Jurors in the John Edwards trial may have expected to be inundated with testimony about betrayal and disappointment, but they could hardly have predicted that they would be immersed in a love-drenched soap opera. Here, for instance, is a transcript of a voicemail from John Edwards to his campaign aide, Andrew Young, that was entered into evidence during Mr. Young’s testimony “I just wanted you to hear that and to once again to tell you I love you… uhh, I really love you Andrew.” Mr. Young was then asked “You said you actually fell in love with Mr. Edwards?” “We all did,” the aide answered.
This testimony was followed by Young’s long-suffering wife Cheri complaining of how her husband’s relationship with Mr. Edwards replaced hers, saying “It was maddening to me. Andrew had no responsibilities at home.”
All of this swirled around the central story of the case – Mr. Edwards had an extra-marital affair and is alleged to have illegally used campaign funds to hide it. Edwards’ daughter sits with him each day in court hearing all of it, except for the time that she left the courtroom in tears amid testimony of her late mother’s emotional reaction to learning of his repeated marital betrayal.

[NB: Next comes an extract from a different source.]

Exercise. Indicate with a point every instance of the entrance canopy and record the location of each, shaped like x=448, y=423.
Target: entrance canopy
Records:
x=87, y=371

The prosecutor entered this trial needing to prove that the campaign finance charges have merit, and that the case is not just riding on the emotional aspects of Mr. Edwards’ messy family life. With the heavy soap opera aspects of the case coming to the fore, how will the jurors respond? On the one hand, they may be turned off to the point that they reject the case as a whole, meaning that they would lean toward acquittal. Alternately, they could get swept up in the drama and choose sides (either one) based on the surging emotional tides.
Far from turning down the emotional aspects of the case, the Edwards defense team has decided to amplify them. Instead of fighting against the prosecution’s preferred context, they are embracing it and furthering it, riding the wave that the prosecution has set in motion.
This is a risky, counter-intuitive strategy. It would have been expected that the defense would try to tell the jury to ignore all of the drama and focus on the campaign finance issues only, but they are taking the opposite tack. Clearly, they are hoping for a jury to dismiss the whole tawdry melodrama and the charges with it. It is a bold endeavor to embrace and extend the opposing side’s narrative, and one that will be eagerly watched by trial strategists.